2018 Gubernatorial Elections

NOTE: For information and analysis on the 2018 gubernatorial election results, see the Center on the American Governor blog.


Much of the attention surrounding the 2018 election season focused on whether Democrats would be able to take control of the U.S. House and/or Senate, or whether one or both chambers would continue to have Republican majorities. Another important party battle was also underway, however, with Democrats attempting to cut into the historically high number of governorships–33–held by Republicans in 2018.

Democrats did not lack for opportunity: 36 states held gubernatorial elections in 2018, with 26 of the seats in question held by Republicans.
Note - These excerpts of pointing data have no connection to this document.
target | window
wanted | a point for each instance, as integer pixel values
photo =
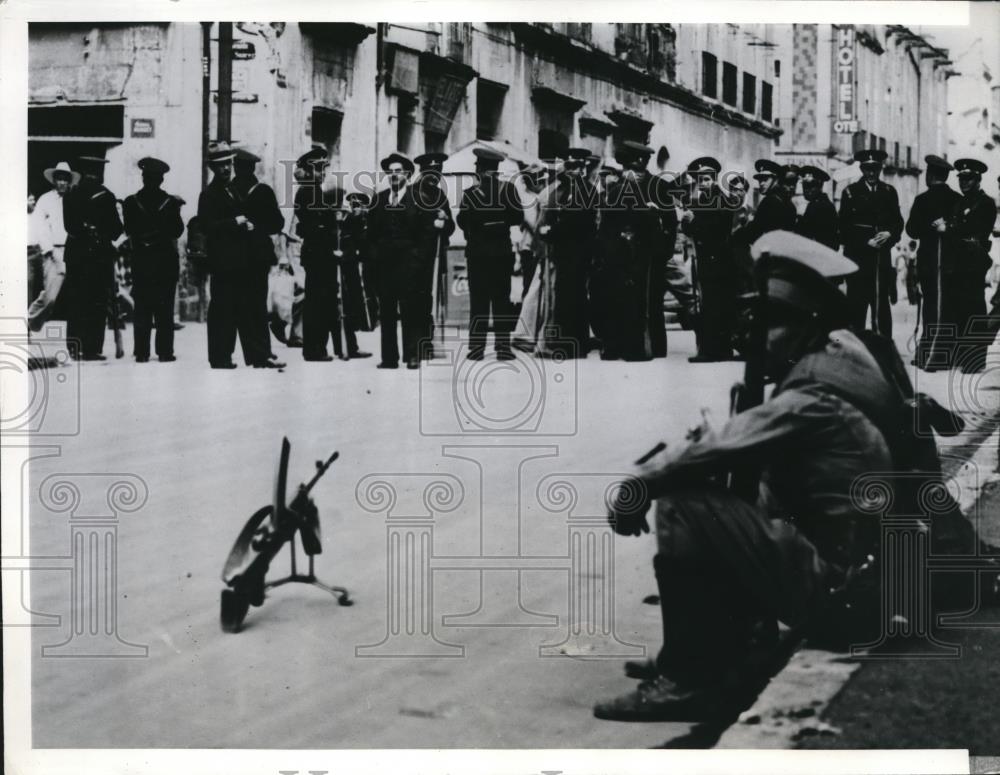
(729, 83)
(766, 101)
(552, 143)
(749, 93)
(405, 122)
(579, 31)
(325, 128)
(709, 75)
(489, 109)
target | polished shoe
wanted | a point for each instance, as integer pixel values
(706, 359)
(660, 699)
(644, 670)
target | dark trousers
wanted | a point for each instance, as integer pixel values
(90, 280)
(321, 318)
(861, 292)
(154, 306)
(529, 263)
(424, 296)
(656, 320)
(717, 310)
(489, 296)
(722, 567)
(235, 308)
(397, 300)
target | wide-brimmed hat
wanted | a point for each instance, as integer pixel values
(397, 157)
(151, 164)
(62, 168)
(431, 161)
(810, 172)
(966, 167)
(872, 156)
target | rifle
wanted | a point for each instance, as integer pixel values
(750, 392)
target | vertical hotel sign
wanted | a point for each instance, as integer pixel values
(846, 119)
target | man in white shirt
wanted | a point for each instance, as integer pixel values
(47, 230)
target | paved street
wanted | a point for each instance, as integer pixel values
(205, 445)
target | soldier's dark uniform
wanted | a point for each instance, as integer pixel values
(715, 268)
(969, 230)
(724, 566)
(819, 220)
(232, 308)
(432, 249)
(636, 234)
(357, 272)
(152, 220)
(90, 216)
(934, 261)
(260, 206)
(866, 210)
(394, 226)
(488, 209)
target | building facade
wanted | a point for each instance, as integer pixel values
(863, 87)
(126, 91)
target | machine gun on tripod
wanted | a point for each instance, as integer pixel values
(263, 536)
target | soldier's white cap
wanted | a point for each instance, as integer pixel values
(797, 272)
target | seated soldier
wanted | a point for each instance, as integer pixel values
(727, 569)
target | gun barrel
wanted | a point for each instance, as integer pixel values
(321, 469)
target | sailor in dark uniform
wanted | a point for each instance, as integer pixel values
(436, 227)
(489, 208)
(819, 220)
(260, 205)
(153, 224)
(93, 233)
(394, 226)
(970, 228)
(775, 210)
(319, 220)
(870, 224)
(709, 223)
(935, 267)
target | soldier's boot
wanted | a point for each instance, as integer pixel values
(700, 674)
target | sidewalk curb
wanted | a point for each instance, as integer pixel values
(791, 707)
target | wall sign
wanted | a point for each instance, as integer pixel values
(846, 121)
(143, 127)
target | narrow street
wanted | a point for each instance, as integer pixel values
(205, 443)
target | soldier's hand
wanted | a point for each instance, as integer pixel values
(627, 512)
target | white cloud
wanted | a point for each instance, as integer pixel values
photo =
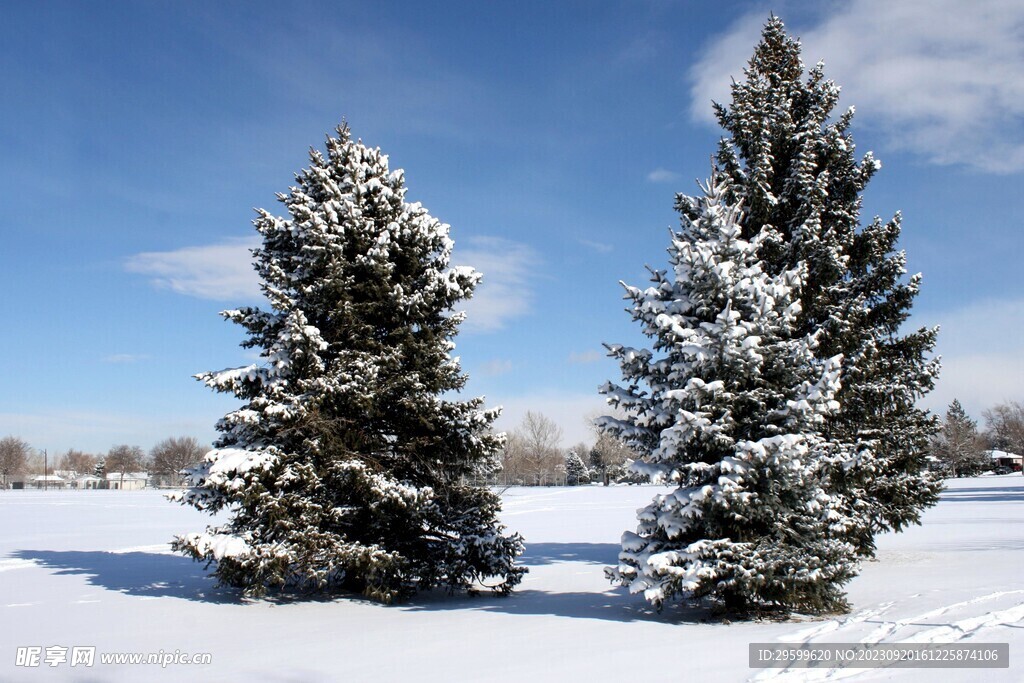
(221, 271)
(663, 175)
(940, 79)
(982, 348)
(506, 291)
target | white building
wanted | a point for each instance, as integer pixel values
(127, 480)
(1011, 460)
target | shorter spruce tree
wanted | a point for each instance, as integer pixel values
(347, 465)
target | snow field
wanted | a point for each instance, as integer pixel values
(94, 568)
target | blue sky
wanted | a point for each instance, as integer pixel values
(552, 136)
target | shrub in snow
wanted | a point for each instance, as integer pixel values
(793, 165)
(728, 408)
(576, 470)
(346, 465)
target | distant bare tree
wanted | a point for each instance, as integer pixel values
(1006, 427)
(78, 462)
(531, 453)
(957, 444)
(123, 459)
(13, 457)
(608, 457)
(173, 455)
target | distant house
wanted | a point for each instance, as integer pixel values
(49, 481)
(88, 481)
(127, 480)
(1004, 459)
(15, 481)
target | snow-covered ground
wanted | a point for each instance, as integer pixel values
(92, 568)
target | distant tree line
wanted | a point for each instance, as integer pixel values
(960, 449)
(163, 463)
(532, 457)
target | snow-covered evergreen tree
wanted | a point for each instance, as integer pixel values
(576, 469)
(729, 408)
(794, 168)
(345, 468)
(958, 445)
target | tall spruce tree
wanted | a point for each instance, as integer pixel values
(730, 408)
(795, 170)
(345, 468)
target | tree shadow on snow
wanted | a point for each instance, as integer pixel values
(993, 495)
(610, 605)
(139, 573)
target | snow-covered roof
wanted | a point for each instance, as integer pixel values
(118, 476)
(997, 455)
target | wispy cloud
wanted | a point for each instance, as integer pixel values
(940, 80)
(506, 291)
(96, 431)
(125, 358)
(586, 356)
(663, 175)
(495, 368)
(222, 271)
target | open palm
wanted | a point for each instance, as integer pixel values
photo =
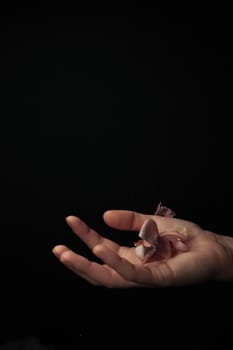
(205, 259)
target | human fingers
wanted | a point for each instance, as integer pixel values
(90, 237)
(91, 271)
(64, 254)
(132, 221)
(139, 274)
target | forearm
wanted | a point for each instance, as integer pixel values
(226, 273)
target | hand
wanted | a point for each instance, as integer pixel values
(209, 257)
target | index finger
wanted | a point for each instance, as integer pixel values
(132, 221)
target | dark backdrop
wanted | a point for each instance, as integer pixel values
(111, 109)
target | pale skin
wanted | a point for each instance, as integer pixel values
(209, 256)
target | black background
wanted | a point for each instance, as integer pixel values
(111, 108)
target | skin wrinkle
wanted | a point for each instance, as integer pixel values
(207, 258)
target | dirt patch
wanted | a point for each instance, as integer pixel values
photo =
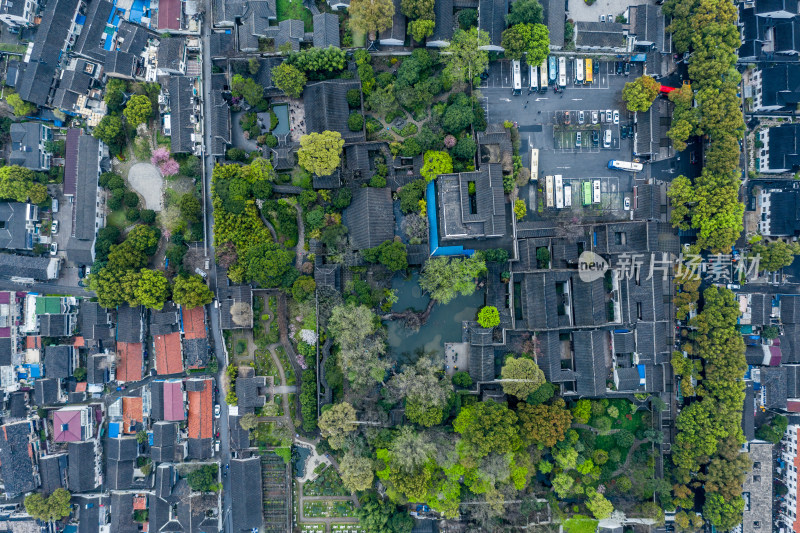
(146, 180)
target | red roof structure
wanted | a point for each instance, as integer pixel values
(132, 413)
(194, 323)
(169, 359)
(201, 411)
(169, 15)
(129, 361)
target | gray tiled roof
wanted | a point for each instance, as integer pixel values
(181, 107)
(246, 485)
(326, 30)
(327, 108)
(81, 466)
(369, 217)
(16, 463)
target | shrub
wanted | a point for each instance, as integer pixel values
(355, 122)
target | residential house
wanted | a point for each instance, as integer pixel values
(236, 306)
(33, 268)
(84, 466)
(246, 502)
(38, 72)
(167, 401)
(28, 148)
(171, 57)
(60, 361)
(395, 35)
(82, 171)
(18, 223)
(19, 446)
(175, 507)
(73, 423)
(18, 14)
(53, 472)
(165, 330)
(327, 108)
(200, 394)
(326, 30)
(120, 460)
(182, 116)
(195, 338)
(370, 217)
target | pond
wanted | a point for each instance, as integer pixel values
(282, 112)
(444, 323)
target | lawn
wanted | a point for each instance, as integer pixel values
(580, 524)
(294, 9)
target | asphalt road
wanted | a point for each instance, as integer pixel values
(216, 330)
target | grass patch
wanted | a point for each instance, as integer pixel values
(580, 524)
(294, 9)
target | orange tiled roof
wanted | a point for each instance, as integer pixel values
(139, 503)
(201, 412)
(131, 413)
(169, 359)
(194, 326)
(129, 361)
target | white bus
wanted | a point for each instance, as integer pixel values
(516, 71)
(625, 165)
(543, 77)
(559, 192)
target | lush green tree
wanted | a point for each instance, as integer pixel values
(153, 289)
(115, 94)
(377, 516)
(436, 163)
(270, 265)
(357, 472)
(640, 93)
(530, 39)
(138, 110)
(50, 509)
(544, 424)
(525, 12)
(17, 183)
(419, 29)
(488, 317)
(247, 88)
(521, 376)
(445, 277)
(371, 16)
(191, 291)
(109, 130)
(336, 423)
(488, 427)
(289, 79)
(467, 59)
(391, 254)
(320, 152)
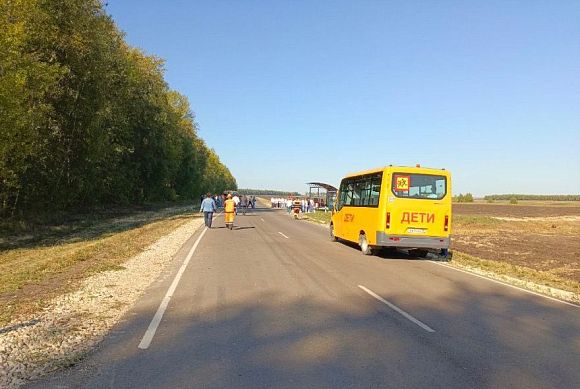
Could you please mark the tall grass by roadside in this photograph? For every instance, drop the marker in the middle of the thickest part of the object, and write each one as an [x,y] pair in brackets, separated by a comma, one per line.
[522,275]
[52,260]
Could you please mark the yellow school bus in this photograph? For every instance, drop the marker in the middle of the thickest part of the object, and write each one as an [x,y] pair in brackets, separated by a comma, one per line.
[394,206]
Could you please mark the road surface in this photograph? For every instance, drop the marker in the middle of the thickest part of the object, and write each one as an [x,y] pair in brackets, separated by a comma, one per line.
[275,304]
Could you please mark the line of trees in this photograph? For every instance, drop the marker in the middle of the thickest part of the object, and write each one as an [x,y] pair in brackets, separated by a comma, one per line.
[86,119]
[533,197]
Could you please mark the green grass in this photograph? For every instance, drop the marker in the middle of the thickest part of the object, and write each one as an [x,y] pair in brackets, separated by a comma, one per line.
[54,260]
[476,220]
[545,278]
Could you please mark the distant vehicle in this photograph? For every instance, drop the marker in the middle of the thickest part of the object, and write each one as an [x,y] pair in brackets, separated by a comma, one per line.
[395,206]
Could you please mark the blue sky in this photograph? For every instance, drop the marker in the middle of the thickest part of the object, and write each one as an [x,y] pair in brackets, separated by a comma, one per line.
[289,92]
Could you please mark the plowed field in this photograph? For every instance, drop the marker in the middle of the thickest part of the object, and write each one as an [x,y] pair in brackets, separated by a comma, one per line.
[543,237]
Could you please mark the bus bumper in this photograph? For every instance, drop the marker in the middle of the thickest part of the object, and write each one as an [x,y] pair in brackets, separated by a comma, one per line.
[412,242]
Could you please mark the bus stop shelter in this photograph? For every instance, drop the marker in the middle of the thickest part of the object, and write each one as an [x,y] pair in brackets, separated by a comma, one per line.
[329,192]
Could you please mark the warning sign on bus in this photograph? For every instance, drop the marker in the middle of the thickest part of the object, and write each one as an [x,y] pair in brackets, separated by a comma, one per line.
[402,183]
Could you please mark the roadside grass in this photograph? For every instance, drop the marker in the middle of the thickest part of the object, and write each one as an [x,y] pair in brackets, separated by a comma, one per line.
[514,274]
[54,259]
[320,216]
[476,220]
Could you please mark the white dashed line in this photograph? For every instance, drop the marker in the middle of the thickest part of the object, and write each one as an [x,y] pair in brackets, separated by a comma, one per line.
[150,333]
[398,310]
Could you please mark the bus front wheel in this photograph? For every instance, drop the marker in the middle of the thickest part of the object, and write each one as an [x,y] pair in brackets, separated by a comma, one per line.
[364,245]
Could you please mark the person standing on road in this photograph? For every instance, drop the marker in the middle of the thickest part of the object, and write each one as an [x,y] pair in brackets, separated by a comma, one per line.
[208,208]
[229,212]
[236,199]
[244,204]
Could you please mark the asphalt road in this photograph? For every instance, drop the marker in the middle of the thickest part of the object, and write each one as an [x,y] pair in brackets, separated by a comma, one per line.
[275,304]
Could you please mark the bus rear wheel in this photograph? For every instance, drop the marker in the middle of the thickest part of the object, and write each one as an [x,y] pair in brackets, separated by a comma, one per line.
[364,245]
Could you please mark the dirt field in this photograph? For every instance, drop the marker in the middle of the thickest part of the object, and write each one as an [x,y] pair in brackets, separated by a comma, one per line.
[544,237]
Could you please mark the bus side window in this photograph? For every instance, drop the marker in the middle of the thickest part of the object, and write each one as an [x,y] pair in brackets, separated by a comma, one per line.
[375,190]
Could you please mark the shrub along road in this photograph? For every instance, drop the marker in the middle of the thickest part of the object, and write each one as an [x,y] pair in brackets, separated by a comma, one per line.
[273,303]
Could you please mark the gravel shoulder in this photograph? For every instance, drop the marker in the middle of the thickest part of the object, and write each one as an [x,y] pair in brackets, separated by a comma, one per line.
[70,325]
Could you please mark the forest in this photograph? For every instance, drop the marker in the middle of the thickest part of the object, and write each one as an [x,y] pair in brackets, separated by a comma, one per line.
[88,120]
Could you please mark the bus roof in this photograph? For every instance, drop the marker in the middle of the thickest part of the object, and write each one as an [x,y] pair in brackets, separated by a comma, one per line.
[414,169]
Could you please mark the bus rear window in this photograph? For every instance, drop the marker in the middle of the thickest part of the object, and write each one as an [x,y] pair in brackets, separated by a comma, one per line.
[419,186]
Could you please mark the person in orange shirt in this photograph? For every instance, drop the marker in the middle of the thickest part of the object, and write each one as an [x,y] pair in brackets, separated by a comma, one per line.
[229,212]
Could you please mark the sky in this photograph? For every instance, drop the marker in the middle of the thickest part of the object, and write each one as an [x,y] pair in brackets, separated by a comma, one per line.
[289,92]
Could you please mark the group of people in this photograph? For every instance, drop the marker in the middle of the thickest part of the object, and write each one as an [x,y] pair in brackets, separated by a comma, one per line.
[306,205]
[230,203]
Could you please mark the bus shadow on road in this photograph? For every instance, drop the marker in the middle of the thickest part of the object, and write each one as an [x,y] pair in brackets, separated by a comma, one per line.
[387,253]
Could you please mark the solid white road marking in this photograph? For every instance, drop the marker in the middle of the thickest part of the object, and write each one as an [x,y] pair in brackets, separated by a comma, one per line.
[398,310]
[150,333]
[506,284]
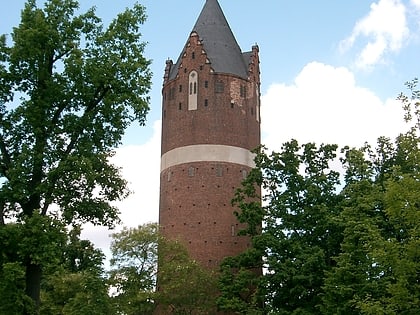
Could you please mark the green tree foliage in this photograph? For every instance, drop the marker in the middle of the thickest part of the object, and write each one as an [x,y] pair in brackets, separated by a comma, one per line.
[332,247]
[77,282]
[133,269]
[68,89]
[184,286]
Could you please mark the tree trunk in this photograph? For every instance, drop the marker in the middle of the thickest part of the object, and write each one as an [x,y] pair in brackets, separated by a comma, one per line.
[33,285]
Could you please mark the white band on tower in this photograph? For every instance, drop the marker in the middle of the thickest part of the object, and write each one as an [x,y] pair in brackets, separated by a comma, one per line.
[207,153]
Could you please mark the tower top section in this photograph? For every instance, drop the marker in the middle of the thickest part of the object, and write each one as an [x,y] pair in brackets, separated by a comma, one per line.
[218,42]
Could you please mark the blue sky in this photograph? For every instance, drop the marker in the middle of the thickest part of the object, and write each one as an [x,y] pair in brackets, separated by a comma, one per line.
[330,71]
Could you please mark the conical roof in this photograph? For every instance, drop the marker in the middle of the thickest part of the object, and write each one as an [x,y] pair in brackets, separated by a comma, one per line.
[218,42]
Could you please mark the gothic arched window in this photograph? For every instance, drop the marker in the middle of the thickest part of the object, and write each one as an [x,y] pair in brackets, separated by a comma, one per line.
[192,98]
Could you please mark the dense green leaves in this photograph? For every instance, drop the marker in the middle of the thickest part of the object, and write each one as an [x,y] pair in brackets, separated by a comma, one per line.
[69,88]
[332,246]
[133,269]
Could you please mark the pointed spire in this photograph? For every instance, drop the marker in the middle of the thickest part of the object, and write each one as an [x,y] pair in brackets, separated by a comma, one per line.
[218,41]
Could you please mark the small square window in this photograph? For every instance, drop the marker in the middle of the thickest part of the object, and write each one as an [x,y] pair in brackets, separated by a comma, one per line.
[219,87]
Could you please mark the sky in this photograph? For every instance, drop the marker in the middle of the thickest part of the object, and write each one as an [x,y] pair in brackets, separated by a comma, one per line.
[331,71]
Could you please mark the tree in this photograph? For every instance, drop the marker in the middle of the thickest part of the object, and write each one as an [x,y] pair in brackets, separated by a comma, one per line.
[184,286]
[299,236]
[69,88]
[133,269]
[77,283]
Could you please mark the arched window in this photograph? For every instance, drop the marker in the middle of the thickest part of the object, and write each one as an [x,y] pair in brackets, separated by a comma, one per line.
[192,98]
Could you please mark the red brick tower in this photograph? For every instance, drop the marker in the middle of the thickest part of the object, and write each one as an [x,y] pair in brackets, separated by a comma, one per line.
[210,122]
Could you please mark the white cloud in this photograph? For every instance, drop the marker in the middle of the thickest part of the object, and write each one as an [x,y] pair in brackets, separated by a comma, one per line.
[416,3]
[141,168]
[385,29]
[325,105]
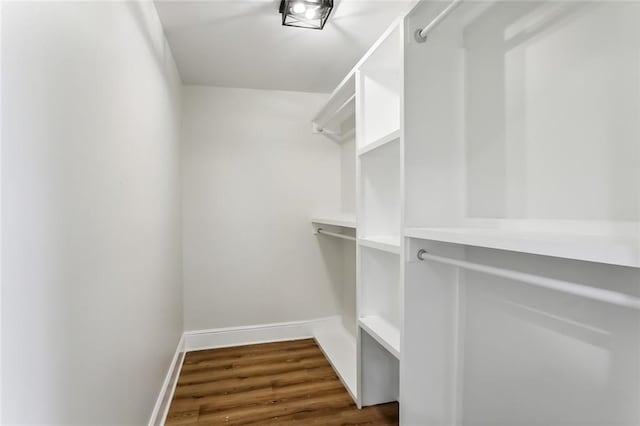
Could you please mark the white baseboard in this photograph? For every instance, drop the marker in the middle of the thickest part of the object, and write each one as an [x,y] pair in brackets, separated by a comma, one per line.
[161,409]
[247,335]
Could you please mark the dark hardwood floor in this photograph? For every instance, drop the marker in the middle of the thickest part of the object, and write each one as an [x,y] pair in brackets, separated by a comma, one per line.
[287,383]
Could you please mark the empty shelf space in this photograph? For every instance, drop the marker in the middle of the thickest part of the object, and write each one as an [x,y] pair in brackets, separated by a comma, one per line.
[387,243]
[345,220]
[391,137]
[383,332]
[612,249]
[339,346]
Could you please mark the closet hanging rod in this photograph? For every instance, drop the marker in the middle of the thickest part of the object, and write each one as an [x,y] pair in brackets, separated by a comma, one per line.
[421,34]
[334,234]
[601,295]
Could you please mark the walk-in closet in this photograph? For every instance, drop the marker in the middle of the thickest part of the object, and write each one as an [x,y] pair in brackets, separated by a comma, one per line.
[334,212]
While not all of the races were competitive, they were all important. In addition to determining policy priorities in the states and giving prominence to potential future presidential candidates, the gubernatorial election results will soon have a significant impact on another key political process: redistricting. Most of the governors elected in 2018 will lead their states in 2020, the year in which the important redistricting process will begin determining the shape of both Congressional seats and those in the state legislature.

In the end, Democrats picked up seven gubernatorial seats, while Republicans won one seat (in Alaska) formerly held by an independent. In 2019, as a result, Republicans will control 27 governorships while Democrats will control 23.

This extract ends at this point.